Home was with my mum when we cycled around the Loire valley, singing along to Sam Outlaw or sat having dinner with our Air BnB host and her three pet chickens. “In France, this breed of chicken must be your pet for three years before you can eat it. By then, they’re your friends”. After our trip she dropped me off in St Cloud, Paris, where I would stay to finish the last two weeks of my internship and it felt like the last time we’d be saying goodbye. Drifting off to sleep I heard the gate outside my window shut loudly and I lifted my head in an attempt to see. Combined with the cigarette smelling apartment, this transported me back to home. Half asleep, I’d hear the backdoor shut, the porch light would come on, some feet would shuffle through the courtyard and faint smoke would flow through my window. I’d press my forehead against the cool glass, peering down, trying to figure out which of my brothers and which of their friends were there, wondering what I was missing. Back in St Cloud, I put my headphones in hoping to drift off at the sound of some sweet peace. Thinking of mum, I put on some Ornella Vanoni. I missed her terribly, which felt ridiculous, as we’d just spent two weeks together. We’ve had our differences, but in that strange apartment, with her departure, all I could think was how wonderful she was, how lovely and human. I remembered being about ten or so when we went to New York. Arriving at sunrise, travelling past Statin Island, she cried and said something along the lines of “just think about all those people who came to this island in hope of a life, a job, only to be turned away back on the ships they’d travelled on for weeks”. I remembered when she’d go to the shops, I’d hear the car engine start and frantic at the door beat my shoes onto my feet, wrestling the Velcro on my tiny trainers, wanting to go with her like my life depended on it. In Paris, there were weeks where I’d ring her everyday around 4pm as I walked from Metropolitan to the post office next door. I don’t know why. I think to check in but also scared of that time alone, missing and looking for home.

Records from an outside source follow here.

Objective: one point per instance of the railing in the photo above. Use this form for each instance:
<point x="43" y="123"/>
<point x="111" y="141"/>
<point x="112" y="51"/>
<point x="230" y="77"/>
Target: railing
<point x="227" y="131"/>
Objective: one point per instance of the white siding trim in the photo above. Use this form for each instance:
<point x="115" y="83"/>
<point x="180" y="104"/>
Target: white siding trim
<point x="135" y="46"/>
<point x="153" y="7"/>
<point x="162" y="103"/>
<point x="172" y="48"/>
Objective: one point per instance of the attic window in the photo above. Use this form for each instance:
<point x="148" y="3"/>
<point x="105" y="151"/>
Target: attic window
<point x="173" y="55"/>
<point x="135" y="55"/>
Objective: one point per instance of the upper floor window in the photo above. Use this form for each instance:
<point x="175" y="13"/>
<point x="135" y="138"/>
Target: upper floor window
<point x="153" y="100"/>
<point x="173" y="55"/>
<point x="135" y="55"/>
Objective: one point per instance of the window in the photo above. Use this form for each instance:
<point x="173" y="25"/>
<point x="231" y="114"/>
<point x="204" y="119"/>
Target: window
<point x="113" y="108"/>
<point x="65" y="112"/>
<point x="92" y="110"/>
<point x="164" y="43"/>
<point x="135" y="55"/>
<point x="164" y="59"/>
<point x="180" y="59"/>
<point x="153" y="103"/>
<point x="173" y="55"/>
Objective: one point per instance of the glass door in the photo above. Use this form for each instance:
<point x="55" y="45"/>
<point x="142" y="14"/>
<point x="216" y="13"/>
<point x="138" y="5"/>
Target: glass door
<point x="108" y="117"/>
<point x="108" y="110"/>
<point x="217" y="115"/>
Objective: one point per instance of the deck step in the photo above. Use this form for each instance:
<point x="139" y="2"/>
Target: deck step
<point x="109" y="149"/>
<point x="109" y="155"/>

When I didn’t have friends come to Paris, I’d explore elsewhere. One of my most comforting trips was to Freiburg to see some Southampton friends who I’d be living with some months later in our final year of university. Wandering near the Bächle from the UniCafe, eating Flammkuchen, we swapped stories about our time on the continent. It was refreshing to talk about our experiences and realise that there are obstacles wherever you go, even if you’re in a beautiful European city. Home was hearing that we all felt lost sometimes. Going back to visit Southampton in December, the friends I’d lived with for two years welcomed me with a “welcome home, Lulu” sign. One of them erred cautiously around the question, “are you looking forward to going back to Paris”, I immediately broke down like a kid, “I don’t want to go back” I said laughing and crying at once, trying to make a joke out of my silliness. Well there’s only truth in jest. “But you love Paris”, she said. She was right. So what was it? “I hope this doesn’t sound unkind but I missed you guys much more than I thought I would”. Whether on the night bus to Bordeaux or at the airport from Basel to Southampton, I’d sit between time and place, waiting between countries and cities, loud mountains and louder seas and feel home in the knowledge that I was on my way to someone.
I don’t mind that home is no longer in Cheshire. It’s a feeling more than anything else. Home was when friends came to visit in Paris. It was sitting in Shakespeare and Company with my twin, drinking coffee and thinking. We explored Paris with mum, our little trio, the Rodin museum, the Irish cultural centre, Montmartre. I showed my parents my Paris and they showed me theirs. Home was how my dad counselled me in a bistro on Rue de Baci. Him or my mum had asked what I was going to do after university. Please tell me, my eyes begged, lost and misty in their clouds. Home is how you feel when the people you love smile at you, when you lock eyes and hear each other’s hearts beating.